Onboard Air Force One, presidential spokesman Hogan Gidley, "The President is committed to the safety and security of all American; he considers this his highest responsibility." He added, "In the United States, it's currently illegal to own or make a wholly plastic gun of any kind, including those made on a 3D printer.” Continuing, Gidley said that the administration still supports a nearly three-decade-old law that covers the practice of manufacturing undetectable firearms, “and will continue to look at all options available to us to do what is necessary to protect Americans while also supporting the First and Second Amendments."
I am looking into 3-D Plastic Guns being sold to the public. Already spoke to NRA, doesn’t seem to make much sense!— Donald J. Trump (@realDonaldTrump) July 31, 2018
President Donald Trump tweeted on Tuesday, "I am looking into 3-D Plastic Guns being sold to the public. Already spoke to NRA, doesn't seem to make much sense!" Also on Tuesday, NRA spokesman Chris W. Cox released a statement, saying, "Regardless of what a person may be able to publish on the Internet, undetectable plastic guns have been illegal for 30 years." Cox added, "Federal law passed in 1988, crafted with the NRA's support, makes it unlawful to manufacture, import, sell, ship, deliver, possess, transfer, or receive an undetectable firearm."
In a related development, U.S. District Judge Robert Lasnik of Seattle issued a temporary restraining order on Tuesday that stops the release of plans for untraceable and undetectable 3D-printed firearms, ruling that they could end in the hands of criminals. Austin, Texas-based Defense Distributed, which was behind the plans, had reached a settlement with the federal government last month that would have made them available for downloading from the internet on Wednesday. Judge Lasnik wrote, "There is a possibility of irreparable harm because of the way these guns can be made." Lasnik was nominated by Bill Clinton.
The firearms in question are fabricated from hard plastic and are easy to manufacture, assemble, and conceal.
The restraining order came after eight Democratic state attorneys general filed a lawsuit on Monday seeking to block the federal government's settlement with Defense Distributed. Arguing that the 3D guns were a safety risk, they sought the restraining order. Democrats in Congress have urged Trump to reverse the decision to allow the publication of the plans.
This is great news, but the issue is far from resolved. The TRO is by its nature temporary. Because Trump is unwilling or unable to fix this problem of his own making, I will keep fighting to permanently ban online digital files for 3D-printable guns. #StopDownloadableGuns https://t.co/xVX6t2Y6Xg— Ed Markey (@SenMarkey) July 31, 2018
Congressional Democrats have urged President Donald Trump to reverse the decision to let Defense Distributed publish the plans. Trump said Tuesday that he's "looking into" the idea, saying making 3D plastic guns available to the public "doesn't seem to make much sense!"
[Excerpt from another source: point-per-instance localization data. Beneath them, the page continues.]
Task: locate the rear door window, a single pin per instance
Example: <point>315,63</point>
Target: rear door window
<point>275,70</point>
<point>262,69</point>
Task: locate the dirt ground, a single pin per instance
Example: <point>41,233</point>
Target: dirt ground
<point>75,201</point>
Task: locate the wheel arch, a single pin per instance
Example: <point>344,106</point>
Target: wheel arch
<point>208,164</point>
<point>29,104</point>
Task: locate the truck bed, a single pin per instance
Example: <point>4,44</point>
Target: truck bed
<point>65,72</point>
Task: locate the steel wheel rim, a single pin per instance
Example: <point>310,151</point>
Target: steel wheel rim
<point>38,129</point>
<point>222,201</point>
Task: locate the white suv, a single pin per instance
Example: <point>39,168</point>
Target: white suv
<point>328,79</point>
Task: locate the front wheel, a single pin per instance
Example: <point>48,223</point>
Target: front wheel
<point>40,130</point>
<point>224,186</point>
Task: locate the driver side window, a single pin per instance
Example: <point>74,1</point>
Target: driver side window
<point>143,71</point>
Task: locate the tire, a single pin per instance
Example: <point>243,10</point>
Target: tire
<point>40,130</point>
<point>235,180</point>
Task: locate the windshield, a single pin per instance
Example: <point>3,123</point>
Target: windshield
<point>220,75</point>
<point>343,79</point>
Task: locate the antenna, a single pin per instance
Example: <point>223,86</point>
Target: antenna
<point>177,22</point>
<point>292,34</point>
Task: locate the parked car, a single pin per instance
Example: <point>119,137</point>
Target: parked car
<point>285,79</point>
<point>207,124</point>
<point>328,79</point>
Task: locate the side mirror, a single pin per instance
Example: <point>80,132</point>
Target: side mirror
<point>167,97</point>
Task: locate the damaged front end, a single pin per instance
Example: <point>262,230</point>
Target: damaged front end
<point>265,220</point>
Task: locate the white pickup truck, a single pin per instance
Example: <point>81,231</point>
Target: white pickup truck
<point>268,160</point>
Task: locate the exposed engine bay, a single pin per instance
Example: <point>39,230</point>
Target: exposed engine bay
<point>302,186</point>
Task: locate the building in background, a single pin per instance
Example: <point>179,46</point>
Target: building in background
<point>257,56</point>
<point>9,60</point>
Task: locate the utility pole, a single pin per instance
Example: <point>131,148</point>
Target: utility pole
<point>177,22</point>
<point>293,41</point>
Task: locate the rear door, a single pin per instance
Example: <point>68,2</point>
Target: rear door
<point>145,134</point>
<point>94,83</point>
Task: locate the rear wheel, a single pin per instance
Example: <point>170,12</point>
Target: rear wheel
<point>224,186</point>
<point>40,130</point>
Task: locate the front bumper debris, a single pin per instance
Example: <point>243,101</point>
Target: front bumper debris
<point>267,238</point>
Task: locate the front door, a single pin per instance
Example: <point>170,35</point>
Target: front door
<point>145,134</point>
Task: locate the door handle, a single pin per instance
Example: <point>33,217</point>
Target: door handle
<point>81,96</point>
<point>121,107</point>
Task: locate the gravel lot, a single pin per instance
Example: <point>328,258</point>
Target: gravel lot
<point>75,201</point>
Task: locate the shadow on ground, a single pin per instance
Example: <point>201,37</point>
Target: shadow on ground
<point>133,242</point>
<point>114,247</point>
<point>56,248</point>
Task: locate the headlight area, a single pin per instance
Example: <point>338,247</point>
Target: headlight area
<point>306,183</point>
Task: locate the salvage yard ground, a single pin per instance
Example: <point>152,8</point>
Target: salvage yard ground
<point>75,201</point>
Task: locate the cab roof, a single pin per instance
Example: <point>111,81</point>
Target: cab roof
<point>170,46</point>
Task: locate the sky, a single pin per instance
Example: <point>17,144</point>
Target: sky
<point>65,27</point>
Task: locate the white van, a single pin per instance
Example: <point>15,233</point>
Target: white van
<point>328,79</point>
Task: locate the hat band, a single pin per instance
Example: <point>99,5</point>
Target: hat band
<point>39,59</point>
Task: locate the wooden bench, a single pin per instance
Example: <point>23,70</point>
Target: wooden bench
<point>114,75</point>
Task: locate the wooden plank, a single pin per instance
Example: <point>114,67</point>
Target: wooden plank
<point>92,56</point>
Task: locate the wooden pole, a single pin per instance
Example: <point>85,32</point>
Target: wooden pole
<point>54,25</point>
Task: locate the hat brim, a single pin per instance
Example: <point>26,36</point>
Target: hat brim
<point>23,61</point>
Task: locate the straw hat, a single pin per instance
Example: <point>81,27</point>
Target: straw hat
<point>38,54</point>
Massachusetts Sen. Edward Markey (D) and Connecticut Sen. Richard Blumenthal introduced legislation that would prohibit the publication of digital online plans to manufacture firearms. Democrats have also filed legislation to require all firearms to include at least one metal component.
The founder of Defense Distributed, Cody Wilson, first published downloadable designs for a 3D-printed firearm in 2013, which have since been downloaded about 100,000 times until the State Department ordered him to cease. The State Department declared that it violated federal export laws because some of the blueprints were downloaded by people outside the United States. Reversing course in June, the State Department agreed to allow Wilson to resume posting the blueprints.
On Sunday, Defense Distributed filed a lawsuit in Texas. The company argues that that it is the victim of an "ideologically fueled program of intimidation and harassment" in violation of the First Amendment of the Constitution.
The plans can be used to make plastic guns using a 3D printer, but experts contend that crooks would not go to the trouble of doing so because of the easy availability of illegal firearms. The printers used to manufacture the 3D guns are very expensive, and the guns are fragile, breaking apart after just a few rounds.